Eu divido o Fundo de Emergência em 2 escalões:

  • Os tais 1.000 euros porque é um valor redondo e simbólico;
  • E os 6 meses ou 1 ano de todas as suas despesas, para se sentir mais seguro.

Alguns poderão estar a pensar “Mas eu quero viver a vida…”. Repare, viver com uma espada financeira sobre a cabeça todos os dias do ano não é “Viver a vida”. “Viver a vida” é ter a liberdade de poder fazer escolhas. E ter a máquina de lavar avariada e não ter dinheiro para a mandar arranjar ou para comprar uma nova não é propriamente a melhor forma de “Viver a vida”. Estabeleça prioridades na sua vida.

Além dos 20, 30 ou 50 euros que vai ter de colocar de lado por mês, estabeleça retirar obrigatoriamente uma parte (à sua escolha) do subsídio de Férias e de Natal durante o tempo que for necessário até atingir este objetivo.

Talvez esteja em lay-off, mas ainda sem saber se a empresa vai fechar ou reabrir. Em alguns casos, a empresa até pode reabrir mas vai ter dificuldades em aguentar-se e pode vir a fechar mais mês, menos mês. Ou talvez tenham de despedir alguém e pode calhar-lhe a si, quem sabe. É para essas situações que deve ter 6 meses a um ano de despesas garantidas no banco.

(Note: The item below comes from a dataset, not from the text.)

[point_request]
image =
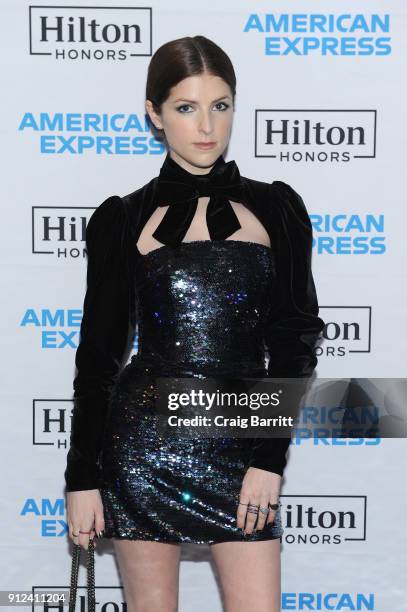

Estamos a falar de valores a rondar os 5 mil euros ou mais, conforme os seus rendimentos e despesas.

Note que não estou a dizer-lhe como deve viver a sua vida, nem como deve gerir os seus gastos. Você ganha o dinheiro que ganha e gasta como muito bem entender. Repito que só quero que saiba o que tem de fazer para enfrentar crises como estas. Ou fica aflito, à mercê do que os bancos e o Estado lhe quiserem (ou puderem) dar ou depende de si próprio. É uma escolha que já devia ter feito no passado, mas que talvez ainda possa ir a tempo de fazer agora, a pensar no seu futuro e dos seus.

Para atingir este objetivo terá de fazer escolhas, sacrifícios, e abdicar de alguns luxos ou confortos. É o que é. Você decide o que fazer daqui para a frente.